In his short video, Gary talks about the importance of internal feelings. In other words, understanding our people beyond our own opinions of who they are, what they need and how they should be performing. We need to go deeper.
If leaders want to impact the engagement and performance of their people, the first step is understanding themselves. Attempting to influence the thinking and behaviour of another without knowing ourselves, is like tinkering under the hood of a car pretending we know what to do when all we’ve done is read a page or two of the users manual.

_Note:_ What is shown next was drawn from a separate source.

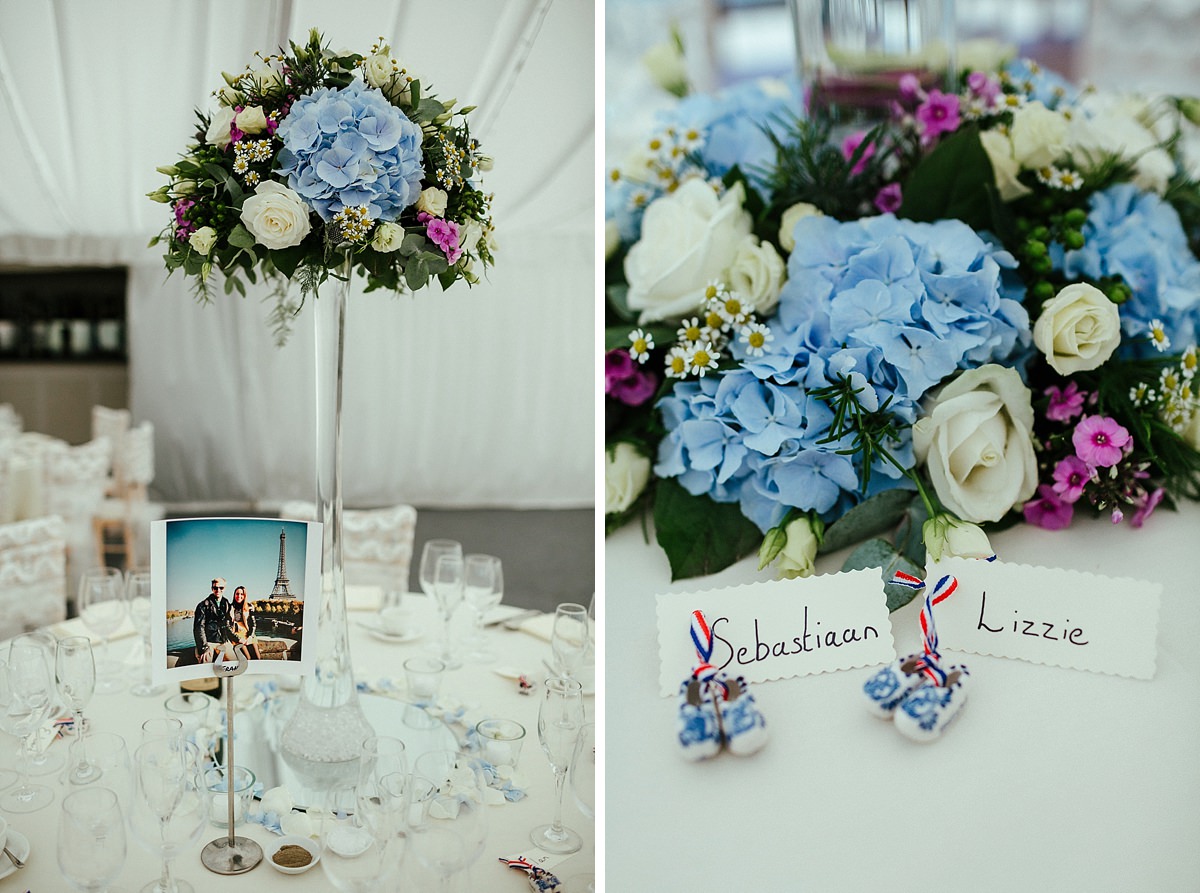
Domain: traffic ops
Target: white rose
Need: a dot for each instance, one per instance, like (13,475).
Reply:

In their book Emotional Intelligence 2.0, Travis Bradberry and Jean Greaves share the 4 skills of Emotional Intelligence:
1. Self Awareness
2. Self Management
3. Social Awareness
4. Relationship Management.
Most of us would consider ourselves self-aware, but are comfortable judging the reactions of others when they’re triggered or under stress as self-unaware.
We don’t always see, though, that we do the same in our times of heightened stress, challenging moments or when our buttons have been pushed. We explain away our reactions, justifying them by blaming circumstances or events outside of ourselves, making someone or something else wrong.
Bradberry and Greaves comment, “awareness of self is not just knowing if you’re a morning person or a night person, it goes much deeper than that. Getting to know yourself inside out is a continuous journey of peeling back the layers of the onion…
Since it isn’t possible to leave your emotions out of the equation, managing yourself and your relationships means you first need to be aware of the full range of your feelings, both positive and negative. When you don’t take time out to understand your emotions, they have a strange way of resurfacing when you least expect them.”
If being self-aware and being masterful at self-management (the first two skills of EQ), relies on us being in-tune with how we feel, it’s obvious that the biggest barrier to self-awareness is our resistance to feelings.
In the current economic paradigm, feelings are still judged harshly and are explicitly made unwelcome. We expect and encourage our people to connect, communicate, collaborate effectively and interdependently, however, we resist making space for the feelings that enable the development of these skills.
Recently, a highly driven senior manager was challenged with one of her team members who was, in her eyes, offering too many explanations and not enough results. The last thing this leader wanted to do was make more time to talk. As she began to understand her people in new ways, she realised that in her denial of how this team member was really feeling, she was triggering her into self-protection and lengthy justification. When she began making time for brief, intentional, but open-hearted conversations, a remarkable thing happened, her team member didn’t want to keep talking, instead she felt more certain in what she was doing and her results began to improve.
Denial of what is innately human, feelings and emotions, impacts the confidence of our people and their willingness and ability to be accountable. If it’s not ok to feel unsure or unclear about what’s expected or fearful of succeeding, we will still feel those feelings, we’ll just pretend we don’t, and it’s in the pretending that we disconnect, disengage and distrust.
Emotional intelligence is the foundation for building cultures of accountability, trust and innovation, the precise qualities that speed business up. EQ impacts decision-making, time management, change and stress tolerance and the ability to provide quality service to clients.
Many leaders believe that making space for feelings will somehow ‘open the floodgates’ and nothing will get done, but the outcome is the opposite. Making it ok for people to be human and to feel, connects at a level of our humanity that draws people in.
The biggest challenge for leaders in developing and leveraging emotional intelligence – the trade of the next decade, is learning how to be ok with their own feelings first.
We cannot face in another what we have not faced within ourselves.